Measuring the weight of our souls

Michael Colmer.

 

FOR SOME YEARS  now full length feature films coming out of Hollywood have been getting ever closer to the mainstream beliefs nurtured by Spiritualists. The watershed was perhaps “Ghost”. more recently came “Sixth Sense” and similar offerings. The latest is released this month and titled “21 Grams” and is based upon the work of pioneering American medic Dr Duncan MacDougall who attempted to measure the weight of our souls at the turn of the last century.

Despite two Oscar and five Bafta nominations plus the fact its male lead, Sean Penn, is a current box office attraction the film itself may not leave a major mark. American critics were lukewarm on its release late last year.

Described as “an emphatic melodrama ”  it’s plot revolves around a recovering drug addict and widow who is drawn to an affair with a melancholic maths teacher suffering from terminal heart disease. Add to this a born again ex-convict terrorising his wife and two children with evangelical fervour it can hardly be described as a ‘feel good’ movie. Thus it comes as small surprise that immediately after its general release in the UK home versions in DVD format will also be available.

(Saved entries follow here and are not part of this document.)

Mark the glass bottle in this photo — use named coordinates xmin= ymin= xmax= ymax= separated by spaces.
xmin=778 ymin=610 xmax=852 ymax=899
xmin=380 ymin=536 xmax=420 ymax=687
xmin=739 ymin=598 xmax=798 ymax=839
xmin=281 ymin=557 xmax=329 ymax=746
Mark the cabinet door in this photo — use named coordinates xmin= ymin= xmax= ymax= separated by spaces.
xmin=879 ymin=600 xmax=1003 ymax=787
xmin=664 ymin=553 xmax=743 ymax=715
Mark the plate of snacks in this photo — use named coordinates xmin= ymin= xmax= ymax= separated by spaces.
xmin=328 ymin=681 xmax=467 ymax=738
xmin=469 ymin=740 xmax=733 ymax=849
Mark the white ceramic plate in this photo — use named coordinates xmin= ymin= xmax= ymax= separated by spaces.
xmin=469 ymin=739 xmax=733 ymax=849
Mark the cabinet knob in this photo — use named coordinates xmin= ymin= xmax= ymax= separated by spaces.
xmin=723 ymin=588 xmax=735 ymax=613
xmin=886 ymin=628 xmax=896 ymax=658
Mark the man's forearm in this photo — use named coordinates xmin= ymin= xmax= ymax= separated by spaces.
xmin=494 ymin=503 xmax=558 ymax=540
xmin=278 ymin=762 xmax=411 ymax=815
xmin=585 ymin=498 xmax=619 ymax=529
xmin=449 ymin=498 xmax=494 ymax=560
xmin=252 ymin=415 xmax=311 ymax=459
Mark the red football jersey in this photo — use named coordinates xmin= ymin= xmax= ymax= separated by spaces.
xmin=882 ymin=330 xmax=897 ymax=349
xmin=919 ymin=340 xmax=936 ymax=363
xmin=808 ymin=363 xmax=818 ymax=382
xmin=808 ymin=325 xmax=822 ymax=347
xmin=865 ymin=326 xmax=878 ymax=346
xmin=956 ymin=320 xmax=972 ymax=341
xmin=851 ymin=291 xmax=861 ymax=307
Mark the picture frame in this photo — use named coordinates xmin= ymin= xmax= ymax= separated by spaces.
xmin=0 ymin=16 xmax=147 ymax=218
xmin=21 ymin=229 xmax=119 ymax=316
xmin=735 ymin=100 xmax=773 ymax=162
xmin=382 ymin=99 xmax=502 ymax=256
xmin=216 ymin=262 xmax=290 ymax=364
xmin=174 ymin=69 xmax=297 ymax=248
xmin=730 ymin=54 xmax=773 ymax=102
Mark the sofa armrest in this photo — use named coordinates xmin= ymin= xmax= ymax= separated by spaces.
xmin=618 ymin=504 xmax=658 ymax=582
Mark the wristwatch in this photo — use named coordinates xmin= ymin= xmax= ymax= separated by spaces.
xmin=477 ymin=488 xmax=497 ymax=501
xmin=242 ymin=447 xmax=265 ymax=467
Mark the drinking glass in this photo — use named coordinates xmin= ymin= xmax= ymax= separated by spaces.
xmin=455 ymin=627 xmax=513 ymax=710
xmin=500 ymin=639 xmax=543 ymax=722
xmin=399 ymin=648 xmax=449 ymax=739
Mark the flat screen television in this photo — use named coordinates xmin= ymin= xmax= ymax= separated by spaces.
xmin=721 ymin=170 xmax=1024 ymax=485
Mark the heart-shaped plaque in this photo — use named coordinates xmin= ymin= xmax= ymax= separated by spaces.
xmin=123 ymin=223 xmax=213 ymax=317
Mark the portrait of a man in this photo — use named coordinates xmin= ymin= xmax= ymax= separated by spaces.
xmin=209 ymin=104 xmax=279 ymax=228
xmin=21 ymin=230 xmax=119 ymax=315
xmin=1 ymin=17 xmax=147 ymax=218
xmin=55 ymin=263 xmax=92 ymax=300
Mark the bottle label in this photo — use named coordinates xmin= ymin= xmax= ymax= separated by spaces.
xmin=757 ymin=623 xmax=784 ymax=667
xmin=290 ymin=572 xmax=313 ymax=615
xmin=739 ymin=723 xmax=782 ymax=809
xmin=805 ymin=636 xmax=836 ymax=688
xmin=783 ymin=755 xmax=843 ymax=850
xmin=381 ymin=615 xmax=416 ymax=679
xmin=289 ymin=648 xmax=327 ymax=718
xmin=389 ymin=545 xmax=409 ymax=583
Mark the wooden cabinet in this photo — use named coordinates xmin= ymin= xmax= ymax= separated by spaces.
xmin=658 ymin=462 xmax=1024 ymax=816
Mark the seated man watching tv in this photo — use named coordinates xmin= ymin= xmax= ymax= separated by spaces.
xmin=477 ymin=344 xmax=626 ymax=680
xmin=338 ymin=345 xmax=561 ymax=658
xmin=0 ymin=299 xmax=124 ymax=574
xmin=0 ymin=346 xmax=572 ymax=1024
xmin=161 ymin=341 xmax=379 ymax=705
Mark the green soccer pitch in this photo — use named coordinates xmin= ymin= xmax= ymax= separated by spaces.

But what is important about this film is that it draws upon the now all but forgotten experiments with terminal patients carried out in 1907 by Dr MacDougall of Haverhill, Massachusetts, and which first appeared in the journal “American Medicine”.

Dr MacDougall set out to discover “if the psychic functions contuinue to exist as a separate personality after the death of the brain and body”. He built a special bed in his sanatorium “arranged on a light framework and balanced on highly sensitive scales ” which could measure fractions of an ounce.

He won the co-operation of six of his terminal patients, one diabetic, two with TB and one unspecified. He then  set out to observe them in their terminal stages of quitting this earth and made copious notes. “Each patient’s comfort was cared for in every way.” One patient was recorded as being ‘practically moribund’ when placed on to the special bed. “He lost weight slowly at the rate of one ounce per hour due to evaporation of perspiration” .

“At the end of three hours and 40 minutes he expired and suddenly coincident with death the beam end of the bed dropped and recorded an unexplained weight loss of three quarters of an ounce”. Similar weight losses varying from half an ounce to one ounce occured with at the moment of passing with his other terminal patients. But Dr MacDougall remained baffled by his measurements. He explored every other possible reason for this phenomena from bladder and bowel evacuation to residual air in lungs but could find no medical explanation. He then repeated this experiment  with fifteen dogs  but without any similar unexplained measurements.

When his findings were published  fellow medics scoffed and took him to task. But MacDougall stood by his research although admitting that to satisfy the medical community such experiments would need to be repeated on a larger scale. By 1911 he turned his attention to X-rays testing his theory that the human soul can be photographed.

Today – almost 100 years on – few , if any, researchers have tried to repeat Dr MacDougall’s experiments but he did leave us a legacy that Hollywood has seized upon for a movie.

Perhaps their next foray into the two worlds of Spiritualism in search of heroic inspiration will draw upon the suffering of materialisation mediums.